Dal 1° maggio nelle nostre sale il biopic sul duo della commedia più amato di sempre: Stanlio e Ollio. Il film di Baird ripercorre l’ultimo colpo di coda artistico della coppia, poco dopo l’apice e poco prima della fine.

Nel 1953, Stan Laurel e Oliver “Babe” Hardy partono per una tournée teatrale in Inghilterra. Sono passati sedici anni dal momento d’oro della loro carriera hollywoodiana e, anche se milioni di persone amano ancora Stanlio e Ollio e ridono soltanto a sentirli nominare, la televisione sta minacciando l’abitudine culturale di andare a teatro e molti preferiscono andare al cinema a vedere i loro capolavori del passato oppure i nuovi Gianni e Pinotto, piuttosto che scommettere sulle loro esibizioni in teatrini di second’ordine. Eppure i due vecchi compagni di palcoscenico sanno ancora divertirsi e divertire, e la tournée diventa per loro l’occasione di passare del tempo insieme, fuori dal set, come non avevano mai fatto prima, e di riconoscere per la prima volta il sentimento di amicizia che li lega.

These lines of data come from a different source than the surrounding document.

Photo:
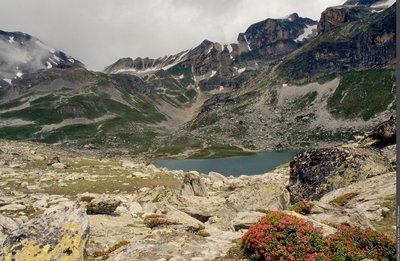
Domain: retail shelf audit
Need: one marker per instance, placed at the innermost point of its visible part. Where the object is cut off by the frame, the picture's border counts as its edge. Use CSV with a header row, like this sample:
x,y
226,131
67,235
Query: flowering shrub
x,y
302,207
278,236
355,243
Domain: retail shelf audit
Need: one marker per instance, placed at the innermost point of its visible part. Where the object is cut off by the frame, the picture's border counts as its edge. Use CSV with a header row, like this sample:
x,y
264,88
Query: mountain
x,y
366,43
346,83
22,53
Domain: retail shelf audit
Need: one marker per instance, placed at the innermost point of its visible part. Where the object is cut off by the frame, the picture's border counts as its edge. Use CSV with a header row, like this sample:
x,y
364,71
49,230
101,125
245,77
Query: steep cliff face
x,y
363,44
334,16
22,53
271,39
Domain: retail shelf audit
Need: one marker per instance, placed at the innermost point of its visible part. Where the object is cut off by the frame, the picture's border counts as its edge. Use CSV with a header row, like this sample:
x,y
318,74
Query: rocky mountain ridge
x,y
156,213
220,97
22,53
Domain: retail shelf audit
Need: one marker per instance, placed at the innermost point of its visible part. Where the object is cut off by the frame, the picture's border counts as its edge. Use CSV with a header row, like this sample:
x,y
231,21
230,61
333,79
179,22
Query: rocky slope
x,y
22,53
248,95
156,213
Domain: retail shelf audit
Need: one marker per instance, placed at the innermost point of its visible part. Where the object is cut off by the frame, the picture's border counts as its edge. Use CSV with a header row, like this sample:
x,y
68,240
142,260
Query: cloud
x,y
98,32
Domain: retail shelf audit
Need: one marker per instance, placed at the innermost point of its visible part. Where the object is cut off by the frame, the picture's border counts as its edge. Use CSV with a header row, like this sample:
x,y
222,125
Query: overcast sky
x,y
98,32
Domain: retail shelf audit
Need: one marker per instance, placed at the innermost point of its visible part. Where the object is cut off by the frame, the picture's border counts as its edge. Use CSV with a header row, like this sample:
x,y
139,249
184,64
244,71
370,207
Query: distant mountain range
x,y
286,83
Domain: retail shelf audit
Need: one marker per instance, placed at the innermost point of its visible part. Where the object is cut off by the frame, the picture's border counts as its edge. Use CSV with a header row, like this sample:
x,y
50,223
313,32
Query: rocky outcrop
x,y
271,39
102,206
193,186
314,173
364,44
385,133
35,55
334,16
269,196
60,234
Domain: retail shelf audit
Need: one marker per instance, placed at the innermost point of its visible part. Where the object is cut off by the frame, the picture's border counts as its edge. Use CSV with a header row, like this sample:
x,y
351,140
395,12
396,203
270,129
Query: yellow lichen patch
x,y
69,248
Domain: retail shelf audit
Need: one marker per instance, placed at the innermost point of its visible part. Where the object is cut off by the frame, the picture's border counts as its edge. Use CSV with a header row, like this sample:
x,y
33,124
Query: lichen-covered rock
x,y
268,196
334,16
102,206
60,233
326,230
193,186
385,133
316,172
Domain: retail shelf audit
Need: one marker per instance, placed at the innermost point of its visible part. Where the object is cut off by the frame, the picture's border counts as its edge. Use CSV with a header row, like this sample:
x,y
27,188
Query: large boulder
x,y
193,186
385,133
61,233
315,172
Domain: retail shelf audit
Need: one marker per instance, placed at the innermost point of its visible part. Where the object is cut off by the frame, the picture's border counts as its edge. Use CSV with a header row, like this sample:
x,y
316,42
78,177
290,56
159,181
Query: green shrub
x,y
278,236
355,243
344,199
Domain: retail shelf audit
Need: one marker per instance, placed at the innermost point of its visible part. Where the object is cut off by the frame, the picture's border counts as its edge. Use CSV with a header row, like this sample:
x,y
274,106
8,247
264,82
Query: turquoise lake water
x,y
233,166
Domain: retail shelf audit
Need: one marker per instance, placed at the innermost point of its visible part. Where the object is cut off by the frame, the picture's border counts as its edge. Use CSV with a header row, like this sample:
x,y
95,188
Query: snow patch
x,y
384,4
42,45
308,31
125,70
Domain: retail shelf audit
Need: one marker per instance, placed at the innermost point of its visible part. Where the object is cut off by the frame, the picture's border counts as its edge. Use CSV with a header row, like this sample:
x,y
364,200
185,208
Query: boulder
x,y
384,133
244,220
326,230
102,206
268,196
60,233
178,217
135,208
193,186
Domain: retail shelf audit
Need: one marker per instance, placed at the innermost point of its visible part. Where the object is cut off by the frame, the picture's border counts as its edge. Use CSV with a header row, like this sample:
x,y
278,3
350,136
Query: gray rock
x,y
175,216
7,225
40,204
244,220
12,207
135,208
60,233
102,206
193,186
272,196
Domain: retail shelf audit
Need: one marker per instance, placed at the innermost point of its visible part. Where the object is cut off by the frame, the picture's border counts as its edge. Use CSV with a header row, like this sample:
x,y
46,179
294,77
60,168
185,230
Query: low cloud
x,y
98,32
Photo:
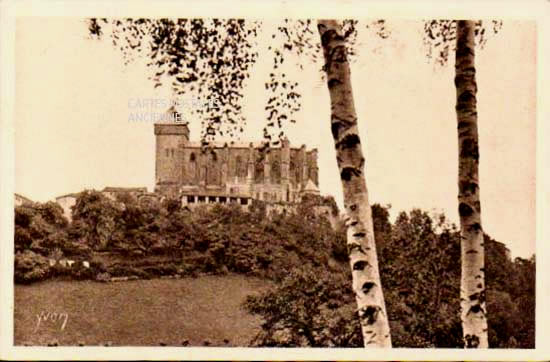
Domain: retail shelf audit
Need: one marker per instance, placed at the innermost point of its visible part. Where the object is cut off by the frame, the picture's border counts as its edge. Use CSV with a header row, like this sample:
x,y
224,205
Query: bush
x,y
31,267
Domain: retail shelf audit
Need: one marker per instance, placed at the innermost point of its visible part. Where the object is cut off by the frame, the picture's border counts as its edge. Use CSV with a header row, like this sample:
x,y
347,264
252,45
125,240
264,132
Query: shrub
x,y
31,267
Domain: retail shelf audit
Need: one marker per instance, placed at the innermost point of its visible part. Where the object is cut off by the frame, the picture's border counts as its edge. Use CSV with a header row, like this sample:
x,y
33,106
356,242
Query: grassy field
x,y
141,312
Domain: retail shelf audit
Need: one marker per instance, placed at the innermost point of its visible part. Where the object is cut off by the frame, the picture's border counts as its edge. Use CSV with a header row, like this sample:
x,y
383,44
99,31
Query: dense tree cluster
x,y
312,303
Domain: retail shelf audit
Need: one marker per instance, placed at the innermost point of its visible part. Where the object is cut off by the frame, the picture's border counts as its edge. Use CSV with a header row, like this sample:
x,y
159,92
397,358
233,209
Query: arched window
x,y
192,173
259,170
276,172
213,170
238,165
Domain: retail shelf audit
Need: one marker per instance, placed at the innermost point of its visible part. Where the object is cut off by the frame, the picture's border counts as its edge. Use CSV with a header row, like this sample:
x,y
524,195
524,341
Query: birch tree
x,y
472,284
351,163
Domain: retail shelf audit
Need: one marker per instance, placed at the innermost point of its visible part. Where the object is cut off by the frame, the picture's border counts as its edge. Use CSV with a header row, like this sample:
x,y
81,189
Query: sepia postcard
x,y
248,180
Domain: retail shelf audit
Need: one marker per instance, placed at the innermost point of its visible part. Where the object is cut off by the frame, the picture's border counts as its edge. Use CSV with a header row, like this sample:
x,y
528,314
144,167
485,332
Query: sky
x,y
75,97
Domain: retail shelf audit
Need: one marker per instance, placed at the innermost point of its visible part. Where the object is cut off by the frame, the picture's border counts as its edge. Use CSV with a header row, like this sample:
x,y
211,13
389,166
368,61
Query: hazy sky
x,y
74,98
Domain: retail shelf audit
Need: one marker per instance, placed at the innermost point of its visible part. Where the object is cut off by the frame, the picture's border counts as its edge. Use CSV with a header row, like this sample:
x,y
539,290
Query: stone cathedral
x,y
225,173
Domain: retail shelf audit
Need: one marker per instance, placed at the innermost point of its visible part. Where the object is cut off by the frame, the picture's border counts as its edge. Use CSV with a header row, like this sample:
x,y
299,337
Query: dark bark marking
x,y
465,210
476,308
338,54
333,82
369,314
471,341
348,172
349,141
367,287
467,186
469,149
354,247
360,265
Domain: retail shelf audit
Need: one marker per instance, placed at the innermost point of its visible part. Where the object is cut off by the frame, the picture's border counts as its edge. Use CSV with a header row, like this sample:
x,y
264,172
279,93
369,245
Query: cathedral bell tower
x,y
171,134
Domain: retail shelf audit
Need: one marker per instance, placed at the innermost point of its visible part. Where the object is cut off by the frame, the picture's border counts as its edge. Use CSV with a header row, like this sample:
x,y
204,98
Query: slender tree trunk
x,y
472,288
360,232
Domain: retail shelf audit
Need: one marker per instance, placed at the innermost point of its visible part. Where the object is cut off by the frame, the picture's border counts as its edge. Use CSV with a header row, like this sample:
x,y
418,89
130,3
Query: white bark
x,y
360,232
472,288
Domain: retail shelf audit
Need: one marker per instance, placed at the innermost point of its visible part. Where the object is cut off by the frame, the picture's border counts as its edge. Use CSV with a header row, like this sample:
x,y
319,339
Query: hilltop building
x,y
223,173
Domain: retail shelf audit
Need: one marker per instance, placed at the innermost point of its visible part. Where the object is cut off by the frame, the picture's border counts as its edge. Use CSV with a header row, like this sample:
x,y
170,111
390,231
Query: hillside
x,y
300,254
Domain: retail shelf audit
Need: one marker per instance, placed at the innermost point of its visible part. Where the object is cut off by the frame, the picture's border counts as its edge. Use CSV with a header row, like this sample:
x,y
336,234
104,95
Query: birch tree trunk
x,y
472,288
360,233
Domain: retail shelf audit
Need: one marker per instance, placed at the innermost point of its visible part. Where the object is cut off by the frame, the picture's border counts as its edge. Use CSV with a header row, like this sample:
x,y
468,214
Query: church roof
x,y
171,116
311,187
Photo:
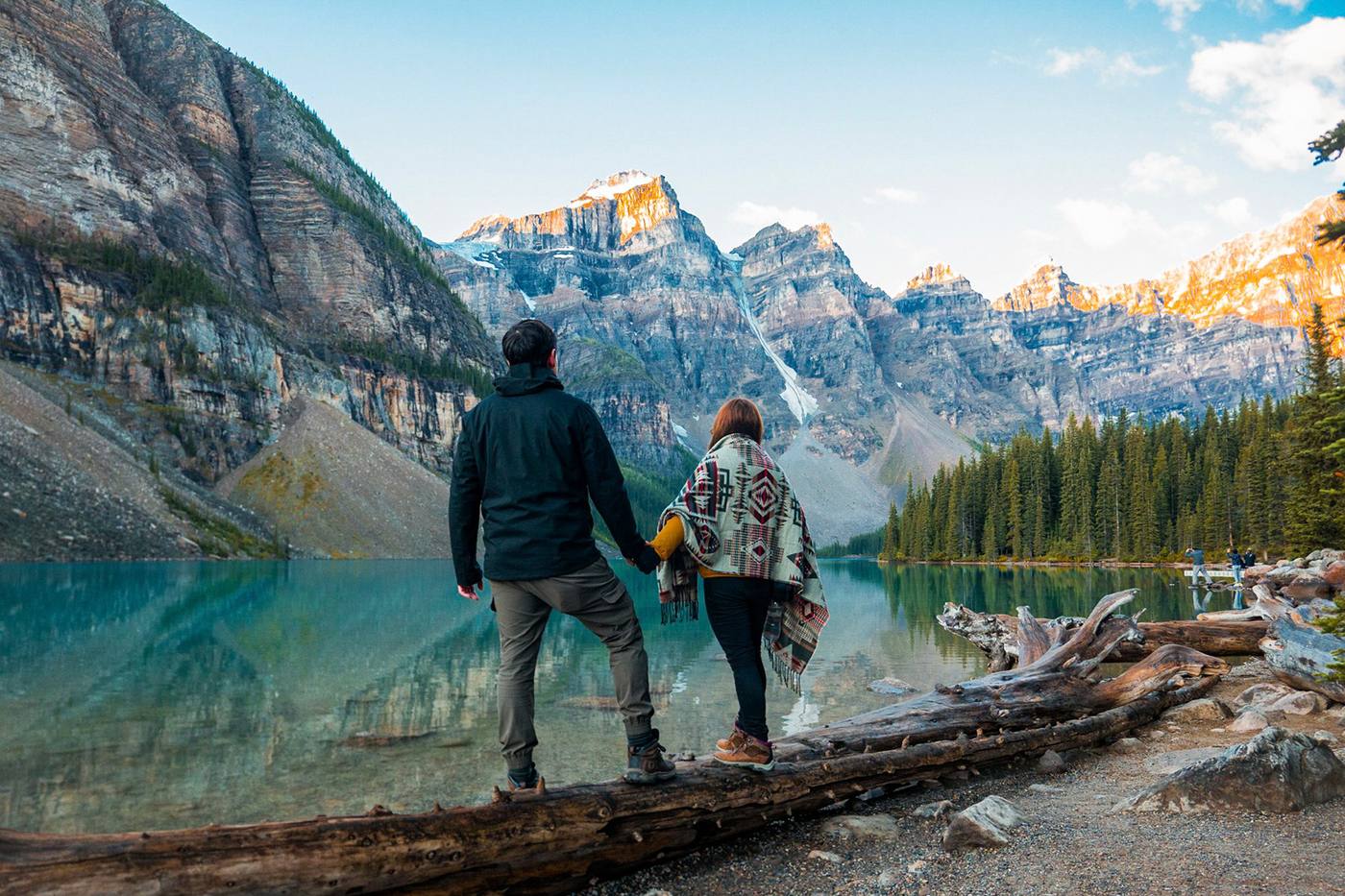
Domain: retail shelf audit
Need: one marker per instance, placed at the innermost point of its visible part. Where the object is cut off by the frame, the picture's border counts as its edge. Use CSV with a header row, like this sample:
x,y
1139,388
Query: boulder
x,y
1307,586
985,824
1261,694
1179,759
1300,702
869,826
1277,771
893,687
1051,763
941,809
1250,718
1206,709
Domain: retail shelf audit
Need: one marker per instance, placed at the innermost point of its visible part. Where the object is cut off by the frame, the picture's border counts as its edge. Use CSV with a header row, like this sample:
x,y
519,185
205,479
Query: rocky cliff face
x,y
1270,278
177,225
888,383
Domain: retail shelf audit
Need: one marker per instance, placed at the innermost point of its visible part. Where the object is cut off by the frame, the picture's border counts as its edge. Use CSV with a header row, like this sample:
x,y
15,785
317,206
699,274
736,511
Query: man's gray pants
x,y
598,599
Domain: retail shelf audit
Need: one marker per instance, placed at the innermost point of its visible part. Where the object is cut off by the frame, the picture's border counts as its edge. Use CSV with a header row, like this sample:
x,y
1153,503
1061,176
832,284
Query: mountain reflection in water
x,y
150,695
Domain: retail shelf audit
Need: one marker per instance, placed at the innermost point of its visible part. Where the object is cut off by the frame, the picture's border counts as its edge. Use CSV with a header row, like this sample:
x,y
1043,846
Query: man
x,y
528,459
1197,567
1235,563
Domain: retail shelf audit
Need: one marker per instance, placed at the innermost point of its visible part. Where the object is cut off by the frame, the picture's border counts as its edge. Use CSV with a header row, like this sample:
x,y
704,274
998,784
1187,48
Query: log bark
x,y
997,634
564,838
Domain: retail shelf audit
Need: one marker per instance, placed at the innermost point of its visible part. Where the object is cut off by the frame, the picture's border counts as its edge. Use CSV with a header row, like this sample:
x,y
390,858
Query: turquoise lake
x,y
165,694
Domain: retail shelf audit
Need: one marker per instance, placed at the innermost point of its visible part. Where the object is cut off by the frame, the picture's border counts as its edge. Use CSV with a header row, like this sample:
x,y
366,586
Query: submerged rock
x,y
985,824
891,687
1275,771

Recensione Stanlio e Ollio, #Stanlio e Ollio. Dopo l’apice e prima della fine

Ad un passo dal traguardo e con tanta storia dietro. La storia è quella della commedia cinematografica americana, perché è vero che i nomi che per primi vengono tirati sempre fuori dal cilindro sono altri, ma lo smilzo e il grassone -con infinito affetto- non li si può certo mettere sul secondo piano. Il film di Baird ritaglia una precisa porzione di tempo da rappresentare e raccontare. È il momento del raccolto, l’ultimo, dopo le fruttuose imprese del passato. È il momento della riflessione, del quasi inevitabile declino; il tempo delle domande e anche della promessa dell’amicizia.

Chi si è sempre e solo limitato a ridere delle buffonerie del duo trasmesse in tv forse non sa che la Gran Bretagna è stata l’ultima meta artistica di Stanlio e Ollio. In particolare, va specificato, alberghi a basso costo, teatri di second’ordine, bottini da fame e a chiudere il cerchio, tanti no e sogni spezzati.

Esibizioni per venti o forse trenta spettatori, in attesa di un SI per il possibile ultimo film dei due prima del ritiro. Ma i tempi cambiano, e il cinema sa, in modo crudele, vestire i panni del riflesso specchiato di questa mutazione. La regia di Baird perde con ragione i ghirigori e il fracasso luminoso hollywoodiano che un altro periodo raccontato avrebbe meritato. Ci sono due uomini e non più delle vere e proprie celebrità da seguire nella luce tiepida delle lampade mentre vengono tirate fuori idee originali per battute e situazioni comiche che mai vedranno l’occhio di un obiettivo cinematografico.

Recensione Stanlio e Ollio, #Stanlio e Ollio. Dopo l’apice e prima della fine

Il film accontenta un po’ tutti. L’esigenza trova legna da ardere nella messa in mostra di una risata scomparsa, vecchia e forse un po’ tardona ma comunque di una tenerezza malinconica che sa sorprendere lo spettatore moderno. Ridere per ciò per cui, oggi, non rideremmo mai, e farlo con tanta nostalgia. Il cinema ribadisce così ancora una volta il suo saper giocare con il tempo anche senza macchine o portali. Che la risata non abbia età è una sciocchezza, ma non è da sciocchi mettersi alla ricerca delle sue forme perdute.

Che far ridere il pubblico sia faticoso, nocivo per la salute e per un’amicizia: è questo il focus del biopic di Baird. Certo, non è un segreto che la finzione dello spettacolo, tra le varie cose, sia anche dissimulazione di una realtà da oltre sipario. Eppure anche il cinismo più marmoreo dovrebbe, una volta tanto, farsi da parte. Questo sentimentalismo, frutto di rotture e cuciture di quella che a tutti gli effetti figurava in primis come una relazione, non sbrilluccica fastidiosamente e non stanca. Il retroscena affettivo ha ragion d’essere in una pellicola che celebra, ancor più che la gloria passata, il consolidarsi di una memoria iconica.

Due cappelli neri. Questo resterà. Ciò che vi era al di sotto è già fantasma.